Pollution

Lanzhou court to hear water pollution lawsuit

Lawsuit brought against Lanzhou water company claims compensation after benzene ended up in city's water supply in 2014
A Chinese court is hear a case brought against a Lanzhou water company by local residents who claim that supplies are contaminated with benzene, a colourless carcinogen that is used as a raw material in the petrochemical sector.
 
A court in the northeastern city has agreed to hear the case against Lanzhou Veolia, which is part French-owned, a year after benzene was found in local water supplies and taps to were switched off for days, prompting panic-buying of bottled water.
 
Under China’s new environmental law, it will be easier for class action lawsuits to be taken against alleged polluters and fines to be enforced, say legal experts, part of central government’s drive to punish those companies responsible for toxic air, soil and water.  
 
Lanzhou’s authorities took days to declare an end to the emergency and the suit argues that the contamination had a negative impact on health, causing emotional distress and financial costs from stockpiling bottled water.
 
The five Lanzhou residents are asking the court to order Veolia to repay the costs of bottled water and health checks, and to pay compensation for the duress caused.
 

According to information released about the incident, benzene levels reached 118-200 microgrammes per litre on April 10 last year – a dozen or more times the permitted level of 10 microgrammes. The gap between the company identifying the high benzene levels and informing the city authorities stretched to 12 hours. It was also a further six hours after that before the city’s water supply was turned off.

Breach of contract

The lawsuit argues that Lanzhou Veolia was knowingly supplying benzene-contaminated water to the city’s residents. And because the sample of water which highlighted the problem was taken on April 2, residents were unwittingly drinking contaminated water for almost ten days.

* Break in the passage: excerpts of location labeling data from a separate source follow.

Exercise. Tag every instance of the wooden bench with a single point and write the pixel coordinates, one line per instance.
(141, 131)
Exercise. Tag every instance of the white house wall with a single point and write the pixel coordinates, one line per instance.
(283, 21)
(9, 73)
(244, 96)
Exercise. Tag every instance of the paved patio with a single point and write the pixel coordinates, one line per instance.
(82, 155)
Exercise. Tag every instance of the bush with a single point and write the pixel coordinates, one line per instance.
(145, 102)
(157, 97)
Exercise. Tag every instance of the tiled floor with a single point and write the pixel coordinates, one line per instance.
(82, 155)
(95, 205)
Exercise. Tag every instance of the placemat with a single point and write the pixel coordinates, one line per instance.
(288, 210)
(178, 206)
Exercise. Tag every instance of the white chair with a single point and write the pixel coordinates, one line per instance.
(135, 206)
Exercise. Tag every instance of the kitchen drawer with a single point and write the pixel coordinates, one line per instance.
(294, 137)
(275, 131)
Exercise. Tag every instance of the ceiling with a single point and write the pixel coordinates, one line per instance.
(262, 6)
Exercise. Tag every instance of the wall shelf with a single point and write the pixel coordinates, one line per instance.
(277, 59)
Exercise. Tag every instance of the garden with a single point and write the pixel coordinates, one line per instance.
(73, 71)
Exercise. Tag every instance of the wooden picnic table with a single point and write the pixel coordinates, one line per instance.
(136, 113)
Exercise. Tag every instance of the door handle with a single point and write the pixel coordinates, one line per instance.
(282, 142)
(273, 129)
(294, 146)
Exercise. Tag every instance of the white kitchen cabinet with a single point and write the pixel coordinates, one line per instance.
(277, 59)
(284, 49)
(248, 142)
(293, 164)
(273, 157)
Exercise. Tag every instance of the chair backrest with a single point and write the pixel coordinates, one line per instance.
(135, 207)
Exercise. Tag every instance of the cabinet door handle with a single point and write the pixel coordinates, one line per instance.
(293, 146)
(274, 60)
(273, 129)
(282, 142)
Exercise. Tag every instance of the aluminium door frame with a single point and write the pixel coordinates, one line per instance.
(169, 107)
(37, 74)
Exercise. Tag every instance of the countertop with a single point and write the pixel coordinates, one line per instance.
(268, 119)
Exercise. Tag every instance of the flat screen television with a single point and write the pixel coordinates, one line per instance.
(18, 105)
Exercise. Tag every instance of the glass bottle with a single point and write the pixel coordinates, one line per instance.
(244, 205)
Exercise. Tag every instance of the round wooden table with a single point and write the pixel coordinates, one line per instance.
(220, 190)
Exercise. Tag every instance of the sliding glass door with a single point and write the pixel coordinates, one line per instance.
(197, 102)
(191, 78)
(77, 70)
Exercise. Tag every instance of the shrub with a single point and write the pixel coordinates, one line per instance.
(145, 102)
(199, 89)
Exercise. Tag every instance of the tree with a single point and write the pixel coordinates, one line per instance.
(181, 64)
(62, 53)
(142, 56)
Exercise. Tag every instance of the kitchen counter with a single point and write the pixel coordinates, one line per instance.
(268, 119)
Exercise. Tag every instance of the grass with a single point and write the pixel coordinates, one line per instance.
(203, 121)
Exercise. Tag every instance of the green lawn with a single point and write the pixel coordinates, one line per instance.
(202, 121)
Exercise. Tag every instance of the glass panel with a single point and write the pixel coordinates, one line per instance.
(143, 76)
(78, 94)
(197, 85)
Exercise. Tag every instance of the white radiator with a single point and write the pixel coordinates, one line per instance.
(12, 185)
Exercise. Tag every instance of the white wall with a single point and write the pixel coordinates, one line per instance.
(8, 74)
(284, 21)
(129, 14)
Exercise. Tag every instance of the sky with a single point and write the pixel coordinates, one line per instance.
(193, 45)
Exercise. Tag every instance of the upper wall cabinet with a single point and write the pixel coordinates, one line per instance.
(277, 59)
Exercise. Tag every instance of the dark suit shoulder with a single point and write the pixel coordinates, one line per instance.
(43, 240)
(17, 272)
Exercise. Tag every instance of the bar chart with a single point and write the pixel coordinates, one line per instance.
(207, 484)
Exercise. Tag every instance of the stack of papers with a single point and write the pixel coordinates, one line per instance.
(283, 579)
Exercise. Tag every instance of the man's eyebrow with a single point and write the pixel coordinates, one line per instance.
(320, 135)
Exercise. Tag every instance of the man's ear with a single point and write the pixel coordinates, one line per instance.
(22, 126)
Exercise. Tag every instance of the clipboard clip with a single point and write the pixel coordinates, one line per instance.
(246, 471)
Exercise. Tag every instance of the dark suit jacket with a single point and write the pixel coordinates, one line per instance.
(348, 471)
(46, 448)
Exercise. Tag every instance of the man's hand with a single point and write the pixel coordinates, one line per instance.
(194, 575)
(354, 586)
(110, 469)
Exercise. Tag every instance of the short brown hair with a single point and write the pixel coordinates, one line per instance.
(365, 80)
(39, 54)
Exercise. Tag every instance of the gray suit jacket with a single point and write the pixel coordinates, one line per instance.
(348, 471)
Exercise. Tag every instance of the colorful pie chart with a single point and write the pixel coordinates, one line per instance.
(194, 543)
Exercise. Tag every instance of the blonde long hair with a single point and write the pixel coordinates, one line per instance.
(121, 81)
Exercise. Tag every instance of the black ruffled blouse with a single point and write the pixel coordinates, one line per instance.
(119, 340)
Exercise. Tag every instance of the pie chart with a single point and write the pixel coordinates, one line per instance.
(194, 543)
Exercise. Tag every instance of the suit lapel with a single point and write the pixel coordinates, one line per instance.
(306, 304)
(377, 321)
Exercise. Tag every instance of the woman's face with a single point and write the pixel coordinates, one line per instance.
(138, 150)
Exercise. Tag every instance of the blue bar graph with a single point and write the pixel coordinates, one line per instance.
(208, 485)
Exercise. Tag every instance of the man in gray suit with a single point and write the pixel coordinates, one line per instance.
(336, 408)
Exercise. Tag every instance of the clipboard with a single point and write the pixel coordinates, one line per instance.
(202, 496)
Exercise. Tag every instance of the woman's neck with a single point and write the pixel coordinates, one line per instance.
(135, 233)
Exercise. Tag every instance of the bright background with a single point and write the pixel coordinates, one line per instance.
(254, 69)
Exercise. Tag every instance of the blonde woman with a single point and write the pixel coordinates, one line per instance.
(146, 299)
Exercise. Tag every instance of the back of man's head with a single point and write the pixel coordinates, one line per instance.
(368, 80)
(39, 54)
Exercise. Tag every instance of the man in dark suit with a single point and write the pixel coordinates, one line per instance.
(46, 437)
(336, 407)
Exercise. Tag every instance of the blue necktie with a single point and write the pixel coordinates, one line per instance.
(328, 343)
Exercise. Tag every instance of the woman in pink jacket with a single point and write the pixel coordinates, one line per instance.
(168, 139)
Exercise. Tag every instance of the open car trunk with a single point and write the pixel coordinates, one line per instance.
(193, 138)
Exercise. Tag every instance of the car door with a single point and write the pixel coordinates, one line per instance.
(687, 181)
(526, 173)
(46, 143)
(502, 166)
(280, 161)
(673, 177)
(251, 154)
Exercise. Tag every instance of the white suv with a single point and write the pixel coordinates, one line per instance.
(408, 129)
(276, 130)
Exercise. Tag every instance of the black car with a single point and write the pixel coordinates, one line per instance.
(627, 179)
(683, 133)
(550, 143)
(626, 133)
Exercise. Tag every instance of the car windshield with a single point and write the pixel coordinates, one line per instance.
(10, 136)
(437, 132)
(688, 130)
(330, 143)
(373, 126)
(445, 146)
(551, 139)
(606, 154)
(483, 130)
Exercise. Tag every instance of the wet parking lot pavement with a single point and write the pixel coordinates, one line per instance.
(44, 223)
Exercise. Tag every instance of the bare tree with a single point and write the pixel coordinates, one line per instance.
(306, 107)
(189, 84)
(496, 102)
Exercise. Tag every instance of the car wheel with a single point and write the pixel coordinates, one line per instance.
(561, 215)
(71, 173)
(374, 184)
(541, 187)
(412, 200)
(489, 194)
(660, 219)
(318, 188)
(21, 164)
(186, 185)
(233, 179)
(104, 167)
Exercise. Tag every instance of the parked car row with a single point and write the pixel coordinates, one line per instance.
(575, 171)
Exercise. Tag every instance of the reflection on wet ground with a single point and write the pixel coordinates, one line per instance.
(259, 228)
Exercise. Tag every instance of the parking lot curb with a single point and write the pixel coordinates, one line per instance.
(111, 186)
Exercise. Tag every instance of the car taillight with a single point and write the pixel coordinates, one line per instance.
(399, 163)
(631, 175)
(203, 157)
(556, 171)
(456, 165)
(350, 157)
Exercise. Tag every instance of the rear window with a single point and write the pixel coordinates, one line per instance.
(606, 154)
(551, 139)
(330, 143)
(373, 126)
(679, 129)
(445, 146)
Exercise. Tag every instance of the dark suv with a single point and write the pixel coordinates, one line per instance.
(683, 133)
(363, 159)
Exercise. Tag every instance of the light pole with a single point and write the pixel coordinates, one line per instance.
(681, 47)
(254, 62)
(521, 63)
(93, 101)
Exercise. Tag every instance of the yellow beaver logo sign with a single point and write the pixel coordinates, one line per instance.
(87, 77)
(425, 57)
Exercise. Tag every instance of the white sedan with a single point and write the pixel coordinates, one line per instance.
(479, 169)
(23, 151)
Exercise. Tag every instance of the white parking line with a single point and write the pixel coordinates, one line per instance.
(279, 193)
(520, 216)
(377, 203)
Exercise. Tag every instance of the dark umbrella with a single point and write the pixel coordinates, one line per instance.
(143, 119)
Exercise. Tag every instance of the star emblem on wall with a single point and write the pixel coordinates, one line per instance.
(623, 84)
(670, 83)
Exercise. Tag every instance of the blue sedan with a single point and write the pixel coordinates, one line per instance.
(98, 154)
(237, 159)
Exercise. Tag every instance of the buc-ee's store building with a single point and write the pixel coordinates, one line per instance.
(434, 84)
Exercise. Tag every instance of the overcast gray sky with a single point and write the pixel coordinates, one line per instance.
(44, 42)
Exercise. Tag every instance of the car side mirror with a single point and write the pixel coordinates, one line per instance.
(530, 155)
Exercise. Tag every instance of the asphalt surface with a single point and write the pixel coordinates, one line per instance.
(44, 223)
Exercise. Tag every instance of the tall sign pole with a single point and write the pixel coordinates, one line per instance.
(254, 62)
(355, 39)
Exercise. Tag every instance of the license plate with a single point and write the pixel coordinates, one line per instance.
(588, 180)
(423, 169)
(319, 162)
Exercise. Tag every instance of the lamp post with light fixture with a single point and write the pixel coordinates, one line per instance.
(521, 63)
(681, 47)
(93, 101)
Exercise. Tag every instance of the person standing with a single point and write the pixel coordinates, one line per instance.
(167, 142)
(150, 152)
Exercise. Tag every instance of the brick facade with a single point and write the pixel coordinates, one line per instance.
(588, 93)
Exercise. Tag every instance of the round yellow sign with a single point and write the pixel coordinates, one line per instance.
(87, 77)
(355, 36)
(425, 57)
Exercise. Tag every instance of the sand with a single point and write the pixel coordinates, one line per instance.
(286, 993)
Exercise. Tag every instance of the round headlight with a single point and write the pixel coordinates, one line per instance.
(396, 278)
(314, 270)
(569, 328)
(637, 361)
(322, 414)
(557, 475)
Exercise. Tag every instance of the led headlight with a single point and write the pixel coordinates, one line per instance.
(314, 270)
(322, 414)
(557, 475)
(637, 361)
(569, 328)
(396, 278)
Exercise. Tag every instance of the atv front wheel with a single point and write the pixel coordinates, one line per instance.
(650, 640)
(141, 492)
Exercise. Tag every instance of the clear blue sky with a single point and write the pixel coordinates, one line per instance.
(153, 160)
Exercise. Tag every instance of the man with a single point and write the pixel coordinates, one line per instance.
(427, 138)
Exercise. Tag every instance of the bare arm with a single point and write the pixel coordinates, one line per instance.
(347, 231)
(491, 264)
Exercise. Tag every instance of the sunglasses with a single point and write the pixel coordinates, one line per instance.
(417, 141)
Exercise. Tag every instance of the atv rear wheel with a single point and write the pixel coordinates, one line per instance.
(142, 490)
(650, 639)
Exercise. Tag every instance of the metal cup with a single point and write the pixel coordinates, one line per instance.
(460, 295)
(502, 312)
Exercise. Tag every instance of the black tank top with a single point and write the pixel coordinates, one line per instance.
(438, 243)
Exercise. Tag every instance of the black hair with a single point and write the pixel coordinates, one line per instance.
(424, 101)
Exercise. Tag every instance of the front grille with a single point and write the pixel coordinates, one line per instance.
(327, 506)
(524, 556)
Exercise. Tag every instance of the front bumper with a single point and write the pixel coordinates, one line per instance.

A lawyer for residents, Wang Zhenyu, told chinadialogue that the municipal water supply is a monopoly, and a contract exists between the residents of the city, including his five clients, and Lanzhou Veolia.

As the supplier of water for the city, the company has a duty to ensure that supply complies with national regulations, he added.

 “If the water coming out of the tap isn’t up to standards, that’s a breach of contract, and the consumer has the right to seek compensation.” Wang Zhenyu added that the incident was a very simple and straightforward case of breach of contract.

Surveys conducted in recent years suggest that up to half of the tapped water in Chinese cities failed to meet standards.

Wang Zhenyu of Beijing Yipai Law said the Lanzhou case would more ordinary people aware of their own rights.

Failings in monitoring

Meanwhile, Wang Zhansheng, a professor at Tsinghua University’s School of the Environment, and a member of the expert group that investigated the incident in Lanzhou, said last year’s incident typified poor quality information about domestic water supplies, and failings in monitoring.

Wang Zhansheng added that although an increasing number of water companies are publishing monitoring data online, little trust is placed in those figures, as the companies are in effect regulating themselves. Health authorities should be responsible for checking and releasing data and water quality warnings issued immediately after a problem has been identified, he said.

“Currently if the regulators find a problem, the public aren’t told, they need to wait for the company to tell them. If it hadn’t been for the company announcing the contamination in Lanzhou, nobody would have had a clue,” Wang Zhansheng added.